Nacho Varga
    c.ai

    The floor-to-ceiling windows of VargaSecure Headquarters reflected nothing but black sky and city static. Nacho stood alone in the corner office, silhouetted against the Los Angeles skyline, a tumbler of scotch in one hand, a biometric tablet in the other. No music. No noise. Just the faint hum of the building’s internal server stack pulsing beneath his feet like a heartbeat.

    The message blinked on the screen: Unauthorized access attempt detected – Source: Chilean IP. Encryption level: Fring-grade.

    He didn’t flinch. He’d expected this.

    Gus was probing again. Not through the street corners and corner boys of Albuquerque like in the old days. Now it was firewalls and offshore proxies, legal filings masked behind dummy corporations. Same game. Cleaner weapons.

    Nacho put down the tablet and sipped the scotch. Peat. Burned oak. It tasted like strategy.

    Behind him, the elevator gave a soft ding. A second passed. Then another. Someone was hesitating.
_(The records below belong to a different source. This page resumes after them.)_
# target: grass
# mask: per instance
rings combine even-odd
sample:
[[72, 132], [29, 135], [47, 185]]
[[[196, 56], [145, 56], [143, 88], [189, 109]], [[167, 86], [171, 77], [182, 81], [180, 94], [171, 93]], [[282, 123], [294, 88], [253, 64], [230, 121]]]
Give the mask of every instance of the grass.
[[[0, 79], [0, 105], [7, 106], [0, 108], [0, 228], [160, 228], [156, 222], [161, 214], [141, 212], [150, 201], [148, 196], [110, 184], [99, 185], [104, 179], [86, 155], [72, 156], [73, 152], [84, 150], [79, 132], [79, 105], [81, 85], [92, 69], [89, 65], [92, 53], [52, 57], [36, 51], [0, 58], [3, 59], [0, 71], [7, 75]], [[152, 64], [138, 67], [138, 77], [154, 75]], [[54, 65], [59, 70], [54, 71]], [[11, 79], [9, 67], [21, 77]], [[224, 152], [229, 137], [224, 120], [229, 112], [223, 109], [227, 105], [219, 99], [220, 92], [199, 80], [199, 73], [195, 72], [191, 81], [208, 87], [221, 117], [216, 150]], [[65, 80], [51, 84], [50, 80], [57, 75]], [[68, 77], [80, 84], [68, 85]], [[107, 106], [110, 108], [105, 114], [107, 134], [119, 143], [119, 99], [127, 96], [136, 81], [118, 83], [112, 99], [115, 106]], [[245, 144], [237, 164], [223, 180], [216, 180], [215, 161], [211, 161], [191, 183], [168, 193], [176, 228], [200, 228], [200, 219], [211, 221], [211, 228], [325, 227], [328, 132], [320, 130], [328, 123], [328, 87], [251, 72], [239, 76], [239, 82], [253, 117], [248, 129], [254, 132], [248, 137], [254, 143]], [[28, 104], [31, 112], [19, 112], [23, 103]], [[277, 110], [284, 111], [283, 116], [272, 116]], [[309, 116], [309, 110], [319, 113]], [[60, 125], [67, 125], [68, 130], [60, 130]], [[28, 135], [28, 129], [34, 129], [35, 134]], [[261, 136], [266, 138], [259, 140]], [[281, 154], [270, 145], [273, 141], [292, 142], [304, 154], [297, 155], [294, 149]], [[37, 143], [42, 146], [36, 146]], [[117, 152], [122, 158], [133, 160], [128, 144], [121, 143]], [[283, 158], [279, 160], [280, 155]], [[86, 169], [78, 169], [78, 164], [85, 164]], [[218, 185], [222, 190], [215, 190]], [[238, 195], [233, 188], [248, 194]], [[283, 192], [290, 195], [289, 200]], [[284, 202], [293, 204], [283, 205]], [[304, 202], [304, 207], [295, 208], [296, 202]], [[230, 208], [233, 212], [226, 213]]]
    “Come in,” Nacho said without turning.

    Mike Ehrmantraut stepped in, calm as always, gray suit, no tie, sleeves rolled. The kind of man who never asked questions out loud.

    “They tried to breach the west server farm,” Mike said. “Didn’t get far, but they were close.”

    Nacho nodded. “Fring?”

    Mike gave a small shrug. “Could be. Could be someone who wants us to think it’s him.”

    Nacho turned, finally facing him. His face was calm, carved from some quiet pain that no one had seen for years. He hadn’t been on a street corner in over a decade, but he still moved like someone who never sat with his back to a door.

    “I want a counter-ping. Trace the signal, pull metadata, find out which of Gus’s holding firms it’s running through.” He paused. “And Mike…”

    Mike raised a brow.

    “If it touches my father’s systems again—shut it down. Permanently.”

    A beat passed between them. Mike nodded once, left without a word.

    Nacho returned to the window, watching the city blink like a corrupted hard drive.

    He’d spent his life trying to climb out of blood-soaked deals and backroom executions. Now he lived in a suit. Wore a watch worth a cartel lieutenant’s yearly salary. Dined with congressmen and tech moguls.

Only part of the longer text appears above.